O Tribunal de Justiça da Bahia (TJ-BA) oficializou a aposentadoria compulsória da desembargadora Sandra Inês Moraes Rusciolelli Azevedo. A decisão, publicada nesta quinta-feira (26), cumpre ordem do Conselho Nacional de Justiça (CNJ), que aplicou a pena máxima prevista na Lei Orgânica da Magistratura (LOMAN) à magistrada.
A desembargadora foi afastada do cargo após ser acusada de práticas ilícitas em seu gabinete, incluindo a cobrança de parte da remuneração dos servidores, a chamada “rachadinha”. A investigação, conduzida pela Corregedoria Nacional de Justiça, revelou que essas práticas ocorriam desde 2016.

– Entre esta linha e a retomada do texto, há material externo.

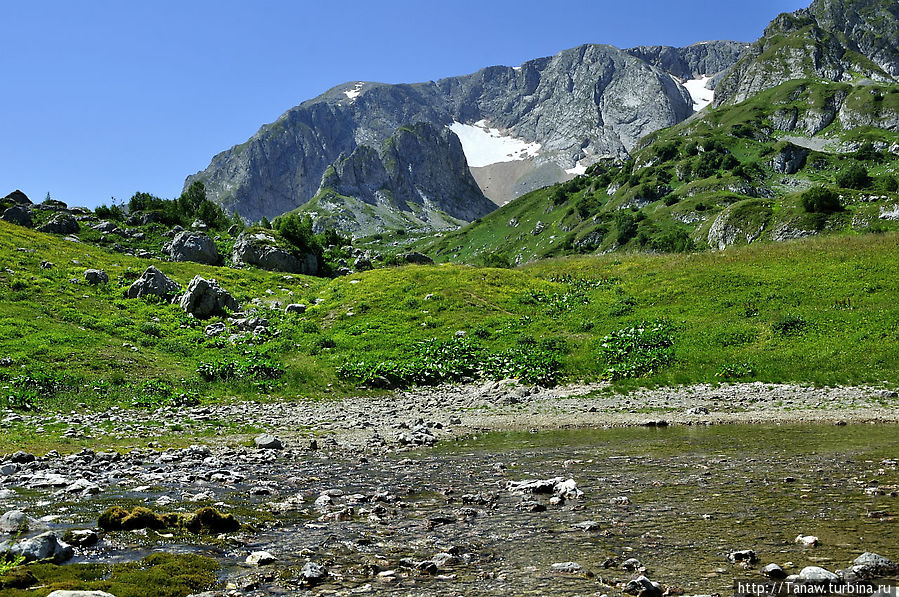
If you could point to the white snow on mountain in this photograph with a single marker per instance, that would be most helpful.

A decisão do CNJ foi tomada em uma sessão realizada no dia 10 de dezembro, determinando que a aposentadoria, com vencimentos proporcionais ao tempo de serviço, fosse retroativa a essa data. A defesa de Sandra Inês tentou argumentar que ela desconhecia os esquemas, mas as provas apresentadas desmentiram essa alegação.
Sandra Inês é um dos alvos da Operação Faroeste, que investiga um esquema de venda de sentenças judiciais no TJ-BA, envolvendo disputas de terras no oeste baiano. Ela é suspeita de ter recebido R$ 250 mil em propina para favorecer uma empresa em um processo judicial.

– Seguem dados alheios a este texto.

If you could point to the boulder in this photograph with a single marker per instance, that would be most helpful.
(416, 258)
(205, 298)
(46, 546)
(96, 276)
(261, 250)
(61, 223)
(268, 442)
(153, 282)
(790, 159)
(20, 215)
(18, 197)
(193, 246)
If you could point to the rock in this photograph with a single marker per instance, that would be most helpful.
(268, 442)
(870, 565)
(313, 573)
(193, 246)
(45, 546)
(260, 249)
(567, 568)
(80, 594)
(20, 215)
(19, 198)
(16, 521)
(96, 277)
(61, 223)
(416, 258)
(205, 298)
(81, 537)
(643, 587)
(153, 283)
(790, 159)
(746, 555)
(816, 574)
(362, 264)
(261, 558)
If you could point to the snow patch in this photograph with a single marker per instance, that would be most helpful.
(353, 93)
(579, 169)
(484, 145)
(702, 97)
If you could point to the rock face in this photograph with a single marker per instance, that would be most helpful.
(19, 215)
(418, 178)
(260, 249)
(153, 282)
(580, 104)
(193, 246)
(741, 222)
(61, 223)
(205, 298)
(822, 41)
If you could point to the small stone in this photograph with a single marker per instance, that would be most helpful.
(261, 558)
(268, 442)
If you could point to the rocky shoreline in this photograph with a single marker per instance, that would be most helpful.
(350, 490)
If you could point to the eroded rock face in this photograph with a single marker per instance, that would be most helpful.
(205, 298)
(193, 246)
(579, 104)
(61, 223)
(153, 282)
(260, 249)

A desembargadora, seu filho Vasco Rusciolelli, e outras pessoas foram denunciados por envolvimento no esquema. Em 2021, Sandra Inês firmou um acordo de delação premiada com o Ministério Público Federal (MPF), mas este foi anulado em novembro por decisão do ministro do STJ, Og Fernandes.
O caso de Sandra Inês é apenas uma parte das investigações em andamento na Operação Faroeste, que abalou a imagem do Tribunal de Justiça da Bahia. O cumprimento da ordem do CNJ demonstra um esforço contínuo para reprimir práticas corruptas no judiciário.
O TJ-BA, ao seguir a determinação do CNJ, busca mostrar compromisso com a ética e a justiça. A aposentadoria compulsória da desembargadora é um passo importante para a restauração da confiança no sistema judiciário do estado.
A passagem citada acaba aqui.